Nach ca. 300 Metern gehen wir wieder rechts in die Breite Techt und weiter durch eine kleine Schlippe auf den Südwall. Auf dem Südwall halten wir uns links und gehen, an dem Hallenbad vorbei, bis zur nächsten Kreuzung. An der Kreuzung biegen wir rechts in die Wasserstraße und folgen dieser auf der linken Seite stadtauswärts.

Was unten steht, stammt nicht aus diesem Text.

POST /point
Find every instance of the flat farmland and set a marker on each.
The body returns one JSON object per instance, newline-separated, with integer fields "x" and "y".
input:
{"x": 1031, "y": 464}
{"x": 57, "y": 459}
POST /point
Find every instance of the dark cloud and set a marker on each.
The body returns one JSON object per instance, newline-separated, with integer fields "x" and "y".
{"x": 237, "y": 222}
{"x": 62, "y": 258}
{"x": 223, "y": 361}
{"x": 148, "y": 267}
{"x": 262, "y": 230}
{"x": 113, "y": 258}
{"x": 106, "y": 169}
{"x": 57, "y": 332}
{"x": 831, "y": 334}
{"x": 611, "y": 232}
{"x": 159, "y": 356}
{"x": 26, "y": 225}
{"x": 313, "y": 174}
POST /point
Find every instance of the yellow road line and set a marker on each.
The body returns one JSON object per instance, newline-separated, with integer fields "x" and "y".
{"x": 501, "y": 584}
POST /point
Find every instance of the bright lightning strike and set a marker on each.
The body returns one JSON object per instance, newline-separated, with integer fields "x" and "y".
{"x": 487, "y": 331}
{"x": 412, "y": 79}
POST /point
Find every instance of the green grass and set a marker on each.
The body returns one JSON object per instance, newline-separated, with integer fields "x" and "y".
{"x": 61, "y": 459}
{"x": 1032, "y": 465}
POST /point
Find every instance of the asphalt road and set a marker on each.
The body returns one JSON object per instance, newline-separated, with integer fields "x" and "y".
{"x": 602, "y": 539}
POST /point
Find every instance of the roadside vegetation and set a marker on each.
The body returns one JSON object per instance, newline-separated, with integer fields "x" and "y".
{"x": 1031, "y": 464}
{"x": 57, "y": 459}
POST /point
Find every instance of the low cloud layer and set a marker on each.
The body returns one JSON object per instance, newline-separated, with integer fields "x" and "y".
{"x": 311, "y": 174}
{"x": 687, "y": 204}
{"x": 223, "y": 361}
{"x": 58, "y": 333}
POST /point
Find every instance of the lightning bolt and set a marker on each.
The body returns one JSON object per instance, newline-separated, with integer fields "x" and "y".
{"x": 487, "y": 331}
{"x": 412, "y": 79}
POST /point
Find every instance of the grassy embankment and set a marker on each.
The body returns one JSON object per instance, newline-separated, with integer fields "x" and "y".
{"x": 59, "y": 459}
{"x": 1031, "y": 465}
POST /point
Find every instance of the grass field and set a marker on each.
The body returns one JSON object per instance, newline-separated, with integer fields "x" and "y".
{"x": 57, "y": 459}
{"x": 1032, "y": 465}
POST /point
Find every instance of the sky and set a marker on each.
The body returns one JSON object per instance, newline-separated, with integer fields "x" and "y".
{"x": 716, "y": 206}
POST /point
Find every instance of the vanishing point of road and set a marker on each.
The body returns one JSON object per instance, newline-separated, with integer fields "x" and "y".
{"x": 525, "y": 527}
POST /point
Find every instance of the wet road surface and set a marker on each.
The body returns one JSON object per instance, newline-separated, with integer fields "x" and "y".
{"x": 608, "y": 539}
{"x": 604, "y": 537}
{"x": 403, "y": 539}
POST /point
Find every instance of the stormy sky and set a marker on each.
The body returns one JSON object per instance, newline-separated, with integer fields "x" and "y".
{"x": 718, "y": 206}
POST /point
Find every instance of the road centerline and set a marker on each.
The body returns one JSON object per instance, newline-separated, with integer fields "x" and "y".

Hinter der Ampel und dem Bahnübergang erreichen wir die Hospitalkirche. An dieser Stelle stand bereits im 13. Jahrhundert eine Kapelle, die zu dem vor der Stadtmauer befindlichen Hospital gehörte. Die Kapelle wurde in den Jahren 1697 und 1726 erweitert und schließlich zur Hospitalkirche ausgebaut.

Weiter geht es auf dieser Straßenseite über die nächste Hauptstraße hinweg in Richtung Tankstelle. Hinter der Tankstelle biegen wir links in den Schnellenberger Weg, markiert mit X6 bzw. X22. Nach ca. 600 Metern erreichen wir das alte Schnellenberger Hospital. Der Bau des Hospitals dauerte von 1744 bis 1748. Bis 1783 wohnten Arme aus Attendorn im Hospital.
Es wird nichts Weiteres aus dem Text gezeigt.